Tuesday, June 2, 2020

the last book I ever read (Patrick Radden Keefe's Say Nothing: A True Story of Murder and Memory in Northern Ireland, excerpt fifteen)

from Say Nothing: A True Story of Murder and Memory in Northern Ireland by Patrick Radden Keefe:

Once O’Rawe started telling Mackers the story, he found that he could not stop. He began to cry, choking up at first, then bawling uncontrollably like a child. For twenty years, he had been walking around with the weight of those six dead strikers on his conscience, and after two decades of silence he felt purged, emotionally, to be talking about it. “I don’t give a fuck anymore, this is coming out,” he told Mackers. “Guys died here for fucking nothing!”
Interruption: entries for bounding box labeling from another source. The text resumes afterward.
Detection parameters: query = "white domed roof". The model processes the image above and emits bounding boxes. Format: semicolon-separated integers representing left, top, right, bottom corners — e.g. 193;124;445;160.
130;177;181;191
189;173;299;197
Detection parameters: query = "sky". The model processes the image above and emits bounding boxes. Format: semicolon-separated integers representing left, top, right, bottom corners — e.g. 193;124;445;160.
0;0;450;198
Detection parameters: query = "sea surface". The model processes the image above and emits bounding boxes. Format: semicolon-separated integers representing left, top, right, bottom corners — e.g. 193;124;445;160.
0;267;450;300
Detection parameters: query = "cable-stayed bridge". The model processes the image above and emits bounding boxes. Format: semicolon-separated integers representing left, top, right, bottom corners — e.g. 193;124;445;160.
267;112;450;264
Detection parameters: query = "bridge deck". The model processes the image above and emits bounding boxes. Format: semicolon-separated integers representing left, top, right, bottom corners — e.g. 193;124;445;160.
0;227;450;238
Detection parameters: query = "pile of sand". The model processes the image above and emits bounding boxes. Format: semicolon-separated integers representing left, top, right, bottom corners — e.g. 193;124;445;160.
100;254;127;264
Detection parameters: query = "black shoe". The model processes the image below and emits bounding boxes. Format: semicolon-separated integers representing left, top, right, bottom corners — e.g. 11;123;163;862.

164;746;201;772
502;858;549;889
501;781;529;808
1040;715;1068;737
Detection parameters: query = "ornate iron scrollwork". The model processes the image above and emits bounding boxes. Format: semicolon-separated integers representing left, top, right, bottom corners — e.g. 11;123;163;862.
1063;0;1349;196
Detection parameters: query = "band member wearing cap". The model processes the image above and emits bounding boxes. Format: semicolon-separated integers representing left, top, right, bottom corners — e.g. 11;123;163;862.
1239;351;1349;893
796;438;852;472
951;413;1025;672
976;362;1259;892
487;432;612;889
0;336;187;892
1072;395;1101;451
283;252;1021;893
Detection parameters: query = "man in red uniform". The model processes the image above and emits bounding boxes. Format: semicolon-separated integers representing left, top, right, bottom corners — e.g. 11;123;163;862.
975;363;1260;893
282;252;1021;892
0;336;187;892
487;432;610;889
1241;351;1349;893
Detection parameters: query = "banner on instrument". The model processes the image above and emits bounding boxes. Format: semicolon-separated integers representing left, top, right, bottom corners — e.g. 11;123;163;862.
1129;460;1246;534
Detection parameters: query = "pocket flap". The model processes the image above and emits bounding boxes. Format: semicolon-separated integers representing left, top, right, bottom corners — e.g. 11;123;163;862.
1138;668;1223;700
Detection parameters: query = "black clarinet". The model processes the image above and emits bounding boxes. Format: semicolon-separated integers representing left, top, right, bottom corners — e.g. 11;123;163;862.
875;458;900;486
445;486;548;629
But when he reflected on the notion that Adams might have cynically determined that a steady supply of martyrs was indispensable in launching Sinn Féin as a viable political party, O’Rawe was forced to concede a jarring possibility: were it not for that decision, the war might never have ended. As Ed Moloney subsequently wrote, “The hunger strike made Sinn Féin’s successful excursion into electoral politics possible: the subsequent tension between the IRA’s armed struggle and Sinn Féin’s politics produced the peace process and ultimately the end of the conflict. Had the offer of July 1981 not been undermined, it is possible, even probable, that none of this would have happened. There will be those who will say that the end justified the means, that the achievement of peace was a pearl whose price was worth paying.” To O’Rawe it seemed that anyone capable of playing such a long and calculating game and dispatching six men to an unnecessary death must be a genius of political strategy—but also a sociopath.